I disagreed with dad's religious convictions, but that is far from thinking that he didn't have a sharp mind. I disagree with my younger sister's religious convictions as well, and i could never acuse her of having a dull mind, no matter how i've tried. But then, her and dad's dogmas disagreed as well, so they didn't gang up on me like  my dear wife and Tania, my oldest daughter, do; but, i think keeping the dogmatic wolves at bay keeps my mind sharp.

They had convinced him to stay with them, and though sad, we acquiesced. They wanted him that badly, all we could do is hope they would find the way to give him the care he needed. Dad lived for another 10 months after that unpleasantness; i would call and my younger sister would call. I can't remember when exactly they started telling us that dad was not around, he would supposedly be somewhere; it might have been right after my visit, actually. My older sister never called him, she said that she had said good-bye to him forever the day he went to live with those people, and she told us from the begining that when dad died, they would not pick up the phone to let us know. Trish, a veteran of Mexican family wars and conflict, told me the same thing the day dad left: prepare yourself for that outcome.

And i did, i could very well imagine that, but i also said that if they were reasonable people they would realize, in the end, what part i played in their lives. What exactly did i do, did i beg to be born to their father? I think they will do the the decent thing when the time comes.

It was mid September the following year, i got a call from Arturo, in New Orleans, where he spends a lot of time with his grown kids. He told me that his mother, dad's first wife, who gets a social security check because dad had applied for her years ago, had gotten a letter from S.S., telling her that she would be getting an increase because of the death, but it did not mention any names and that's all they understood at the time. So, he was pretty certain that dad had passed away and that he didn't need to go poking around and didn't want to have anything to do with those people. I told him that i believed him, but would poke around anyway.

I called the Matamoros number and asked to speak to dad; C. told me, with obvious strain in her voice, that he was unavailable at that time for some reason i can't recall. I then called my younger sister and asked her when was the last time she'd spoken to dad; it had been a while and she had spoken to C. also a couple of weeks before, and had been told he was napping. I then told her what Arturo had told me.

Fortuitously, Trish had become aquianted with the pastor of the Mexican baptist church in Wichita Falls where dad's other family attended services, when they were living with dad in Burkburnett. The pastor had told Trish that he had visited her father-in-law one time, at his house, and asked about them. So, she called the pastor and explained the whole situation and asked if he could give them a call to ask about my father. He was glad to do it, and the next day he came over to tell us that C. had told him that her father had died about six weeks before.

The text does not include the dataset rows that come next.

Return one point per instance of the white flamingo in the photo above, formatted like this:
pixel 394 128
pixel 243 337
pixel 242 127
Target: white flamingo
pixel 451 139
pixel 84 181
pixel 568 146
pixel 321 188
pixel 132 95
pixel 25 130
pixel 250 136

And that was it, i never called again, never felt the need to speak or yell at them. I understood then the level of unadulterated bitterness and resentment that was fostered in that family. Of course there was anger on my part, but there were also conflicting feelings from imagining what their life must have been that i could not concentrate on that anger i thought i should be fostering. Calling family to tell them what had happened reminded me that it was grieving that i should be doing, and after that was done, the anger was just resentment.